Dotscience as an alternative to more well-known tools

/blog/2020-03-25-databricks/images/featured_huef6d67481784cc7157afe261e621a33d_1297863_1595x1148_resize_q75_box.jpg

Companies don’t just want to build some ML models, but to get them into production and generating value.


This leads to various common paths toward choosing which tools to use:

  • Open source
  • The tool their data scientists know and like
  • Paid products from big companies, that can provide free trials and large consulting teams to solve your problems
  • Well-known or popular names
  • Startup company that matches well what they want to do
  • They decide they can build it themselves
  • Go 100% to outsourcing, using this and consulting as needed


These options are not mutually exclusive of course, but they can come with various downsides:

  • Commercial products are too expensive
  • Reality of day-to-day use of the tools to get value from AI doesn’t match the hype
  • Startup vendor goes out of business, taking its product with it
  • Company finds after a year that they in fact can’t build it themselves
  • Tool is too large and complex to get anything to work
  • Tool is poorly documented and/or too hard to use
  • Nice product but requires vendor lock-in
  • Nice product but it’s on the cloud and our company and its data are not
  • Data scientist who likes the tool leaves, taking their knowledge with them
  • Tool can’t get approved by IT


Products and tools that fall into one of more categories above, and suffer some of the problems, include the 3 major clouds (Amazon, Google, Microsoft), open source languages and tools like Python, Jupyter, Scikit-learn, TensorFlow, well-known machine learning platforms like H2O and Databricks, and the giant new pile of tools for getting something into production - Docker, Kubernetes, and so on. It’s not an easy space in which to find a solution that actually works in production for your company.

Then there is Dotscience. While we too fall into some of the categories (e.g., random startup you’ve never heard of), if you have explored the above landscape and not found any satisfactory solution, we offer another option to consider.

Our main value propositions


Dotscience’s value can be distilled into this list:

  • Easy model deploy
  • Run on-premise, on the cloud, hybrid, or multicloud
  • Add MLOps
  • RACC: reproducibility, accountability, collaboration, continuous delivery
  • End-to-end

Easy model deploy

The biggest pain point for companies using AI right now is production: they want to get their models generating value now. Not in a few years when the AI cloud space hs matured, and not when they have managed to hire a team of experts to help them.
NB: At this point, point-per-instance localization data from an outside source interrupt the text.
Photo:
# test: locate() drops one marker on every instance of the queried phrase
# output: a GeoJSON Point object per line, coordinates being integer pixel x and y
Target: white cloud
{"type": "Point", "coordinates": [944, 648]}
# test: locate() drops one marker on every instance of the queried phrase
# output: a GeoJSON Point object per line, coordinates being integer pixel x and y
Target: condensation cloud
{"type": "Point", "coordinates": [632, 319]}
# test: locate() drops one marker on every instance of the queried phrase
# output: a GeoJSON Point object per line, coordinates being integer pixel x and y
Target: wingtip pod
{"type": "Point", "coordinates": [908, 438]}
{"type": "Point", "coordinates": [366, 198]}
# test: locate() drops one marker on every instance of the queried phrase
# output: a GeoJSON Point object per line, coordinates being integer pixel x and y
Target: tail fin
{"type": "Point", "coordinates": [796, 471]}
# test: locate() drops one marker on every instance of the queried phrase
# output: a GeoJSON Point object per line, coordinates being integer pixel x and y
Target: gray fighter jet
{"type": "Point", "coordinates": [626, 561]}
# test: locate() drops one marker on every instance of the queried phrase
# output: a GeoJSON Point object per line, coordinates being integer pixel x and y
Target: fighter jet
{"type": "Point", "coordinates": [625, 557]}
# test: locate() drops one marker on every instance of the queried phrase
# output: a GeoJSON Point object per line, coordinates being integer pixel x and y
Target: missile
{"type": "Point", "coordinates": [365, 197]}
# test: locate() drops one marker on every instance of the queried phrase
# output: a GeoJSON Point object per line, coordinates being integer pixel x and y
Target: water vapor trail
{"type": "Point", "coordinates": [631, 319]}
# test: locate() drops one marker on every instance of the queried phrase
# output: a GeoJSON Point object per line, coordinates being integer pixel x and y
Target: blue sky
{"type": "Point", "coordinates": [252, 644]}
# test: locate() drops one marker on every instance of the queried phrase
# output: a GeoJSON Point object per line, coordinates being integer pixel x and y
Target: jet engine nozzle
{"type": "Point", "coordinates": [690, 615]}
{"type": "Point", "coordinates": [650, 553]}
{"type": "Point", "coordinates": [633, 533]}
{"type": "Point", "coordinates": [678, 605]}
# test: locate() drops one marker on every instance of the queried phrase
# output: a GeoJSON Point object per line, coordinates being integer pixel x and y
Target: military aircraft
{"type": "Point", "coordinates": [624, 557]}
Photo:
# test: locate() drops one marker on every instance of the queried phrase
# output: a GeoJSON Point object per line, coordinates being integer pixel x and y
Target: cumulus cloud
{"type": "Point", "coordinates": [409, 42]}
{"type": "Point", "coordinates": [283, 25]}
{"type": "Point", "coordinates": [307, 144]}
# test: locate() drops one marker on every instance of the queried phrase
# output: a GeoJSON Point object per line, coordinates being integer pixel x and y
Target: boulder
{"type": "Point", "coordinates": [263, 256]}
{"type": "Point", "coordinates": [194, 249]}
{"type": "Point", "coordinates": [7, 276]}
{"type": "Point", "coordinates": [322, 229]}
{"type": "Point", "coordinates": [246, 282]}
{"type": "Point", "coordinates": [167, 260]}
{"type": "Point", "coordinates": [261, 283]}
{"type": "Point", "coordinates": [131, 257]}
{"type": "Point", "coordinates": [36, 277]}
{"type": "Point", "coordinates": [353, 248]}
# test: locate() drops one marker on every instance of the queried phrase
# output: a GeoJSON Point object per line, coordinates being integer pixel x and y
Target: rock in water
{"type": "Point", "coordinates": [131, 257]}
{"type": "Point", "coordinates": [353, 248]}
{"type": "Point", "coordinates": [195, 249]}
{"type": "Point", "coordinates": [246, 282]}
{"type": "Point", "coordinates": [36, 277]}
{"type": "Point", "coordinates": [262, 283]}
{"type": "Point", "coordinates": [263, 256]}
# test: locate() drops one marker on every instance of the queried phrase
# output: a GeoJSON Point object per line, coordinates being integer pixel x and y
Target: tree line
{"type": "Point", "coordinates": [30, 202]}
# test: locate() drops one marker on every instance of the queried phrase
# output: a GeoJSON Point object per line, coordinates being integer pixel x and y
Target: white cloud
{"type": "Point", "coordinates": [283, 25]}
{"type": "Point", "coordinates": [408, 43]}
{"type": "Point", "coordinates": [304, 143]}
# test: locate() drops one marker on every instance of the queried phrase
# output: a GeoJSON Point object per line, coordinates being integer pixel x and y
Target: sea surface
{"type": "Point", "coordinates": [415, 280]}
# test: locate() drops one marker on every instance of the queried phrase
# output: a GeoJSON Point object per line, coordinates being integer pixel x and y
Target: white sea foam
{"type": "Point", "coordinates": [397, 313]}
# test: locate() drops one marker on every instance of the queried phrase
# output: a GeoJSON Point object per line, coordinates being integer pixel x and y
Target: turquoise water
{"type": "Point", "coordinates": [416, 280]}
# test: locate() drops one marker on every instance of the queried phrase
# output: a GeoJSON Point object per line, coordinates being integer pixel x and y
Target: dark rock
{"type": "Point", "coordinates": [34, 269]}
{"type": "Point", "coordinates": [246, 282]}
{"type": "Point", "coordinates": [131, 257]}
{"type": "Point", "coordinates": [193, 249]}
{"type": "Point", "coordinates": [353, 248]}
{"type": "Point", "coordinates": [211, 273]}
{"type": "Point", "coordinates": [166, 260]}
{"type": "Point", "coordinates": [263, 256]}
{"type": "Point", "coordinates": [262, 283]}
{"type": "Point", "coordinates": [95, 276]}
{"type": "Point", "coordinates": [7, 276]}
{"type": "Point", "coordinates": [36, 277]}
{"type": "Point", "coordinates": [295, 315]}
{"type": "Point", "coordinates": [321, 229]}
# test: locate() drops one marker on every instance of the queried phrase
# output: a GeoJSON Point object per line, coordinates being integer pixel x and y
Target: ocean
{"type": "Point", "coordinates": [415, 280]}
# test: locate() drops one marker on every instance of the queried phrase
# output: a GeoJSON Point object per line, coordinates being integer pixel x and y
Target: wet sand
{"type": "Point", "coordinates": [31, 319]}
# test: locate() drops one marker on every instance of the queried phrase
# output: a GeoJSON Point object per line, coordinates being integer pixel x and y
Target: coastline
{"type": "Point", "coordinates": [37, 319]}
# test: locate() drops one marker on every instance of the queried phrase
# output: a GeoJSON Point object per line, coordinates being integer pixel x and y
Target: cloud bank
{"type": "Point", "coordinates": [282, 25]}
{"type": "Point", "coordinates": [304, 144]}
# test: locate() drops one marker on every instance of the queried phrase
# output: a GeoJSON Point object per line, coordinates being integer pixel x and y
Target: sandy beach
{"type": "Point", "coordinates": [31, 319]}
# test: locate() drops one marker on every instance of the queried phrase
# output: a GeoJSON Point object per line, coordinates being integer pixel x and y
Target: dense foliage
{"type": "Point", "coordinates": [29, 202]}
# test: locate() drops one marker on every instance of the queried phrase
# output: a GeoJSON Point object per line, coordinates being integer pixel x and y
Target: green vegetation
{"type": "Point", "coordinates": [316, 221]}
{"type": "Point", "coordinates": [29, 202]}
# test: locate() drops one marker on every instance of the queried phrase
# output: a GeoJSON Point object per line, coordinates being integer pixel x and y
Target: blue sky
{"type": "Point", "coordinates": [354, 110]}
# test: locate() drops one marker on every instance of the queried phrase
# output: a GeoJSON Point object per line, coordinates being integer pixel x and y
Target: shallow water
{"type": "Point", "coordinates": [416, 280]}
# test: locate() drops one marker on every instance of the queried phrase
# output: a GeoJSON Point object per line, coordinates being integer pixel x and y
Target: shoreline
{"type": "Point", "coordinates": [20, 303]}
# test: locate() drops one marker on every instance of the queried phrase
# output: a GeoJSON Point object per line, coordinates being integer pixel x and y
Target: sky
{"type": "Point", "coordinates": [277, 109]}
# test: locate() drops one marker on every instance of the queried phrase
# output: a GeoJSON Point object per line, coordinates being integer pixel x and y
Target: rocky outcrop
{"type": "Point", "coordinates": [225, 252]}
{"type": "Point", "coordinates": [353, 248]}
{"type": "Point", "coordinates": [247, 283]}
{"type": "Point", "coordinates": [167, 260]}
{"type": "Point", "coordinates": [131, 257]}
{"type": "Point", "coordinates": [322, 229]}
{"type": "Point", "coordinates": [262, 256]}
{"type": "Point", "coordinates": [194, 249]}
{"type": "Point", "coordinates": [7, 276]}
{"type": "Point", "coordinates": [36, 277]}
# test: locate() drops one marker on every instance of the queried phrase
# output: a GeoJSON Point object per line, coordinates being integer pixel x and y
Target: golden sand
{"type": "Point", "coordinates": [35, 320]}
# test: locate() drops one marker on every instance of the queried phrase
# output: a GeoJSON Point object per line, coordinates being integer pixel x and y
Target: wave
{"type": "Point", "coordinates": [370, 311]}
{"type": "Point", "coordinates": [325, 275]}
Most companies will never hire a team of experts because there are not enough to go around.

Deploy should be easy on the cloud, right? Well, here is an example of the steps to deploy a single model, by a large and advanced AI company (Databricks) on the platform of an even larger company (Microsoft). It’s not so much that there is anything wrong here - in fact everything is well presented and documented, but you can see the level of complexity and number of steps that have to go right, and this is for a best-case probably cloud-native solution.

Figure 1

Part of the documentation for a model deployment on the cloud.

The steps are

  1. Setup Databricks cluster, with MLflow and Azure ML SDK libraries via PyPI
    Create or load an Azure ML Workspace
  2. Build an Azure Container Image for model deployment
    Use MLflow to build a Container Image for the trained model
  3. Deploy the model to “dev” using Azure Container Instances (ACI)
    Create an ACI webservice deployment using the model’s Container Image
  4. Query the deployed model in “dev”
  5. Create sample input vector
    Evaluate the sample input vector by sending an HTTP request
  6. Deploy the model to production using Azure Kubernetes Service (AKS)
    Create a new AKS cluster (or use an existing one)
  7. Deploy to the model’s image to the specified AKS cluster
  8. Query the deployed model in production
    Evaluate the sample input vector by sending an HTTP request


Compare to the same procedure on Dotscience:

  • Go to model list
  • Click deploy
  • Send the model some data

Dotscience integrates with a continuous integration (CI) system to pull the files from an endpoint (by default Amazon S3-compatible), builds the optimized Docker container image, adds the image to the container registry, and deploys the model via a continuous delivery (CD) tool into production on a suitable cluster, by default Kubernetes. None of this has to be configured by the user. You can then also click monitor and you get model monitoring too, via Prometheus and Grafana.

Obviously the cloud setup has other features that are useful, not least the resources to keep improving their tools. But if you want production deployment right now, without needing a room full of experts, we can provide it.

(One side note to this, in the interest of candor and as a data scientist not turning my blog entries too much into marketing BS: observant readers will have noticed that it says “send the model some data”, not “click to send the model some data”. Currently the user is still required to code this step: they can use the command line or construct the command from the Jupyter Python (or other) code, to send data via HTTP POST. The cloud example has functions to do the send instead of constructing commands. The main explanation for this is us still being a startup company, but we plan to make it more convenient as soon as possible. You can, however, click to monitor as mentioned when data is being sent.)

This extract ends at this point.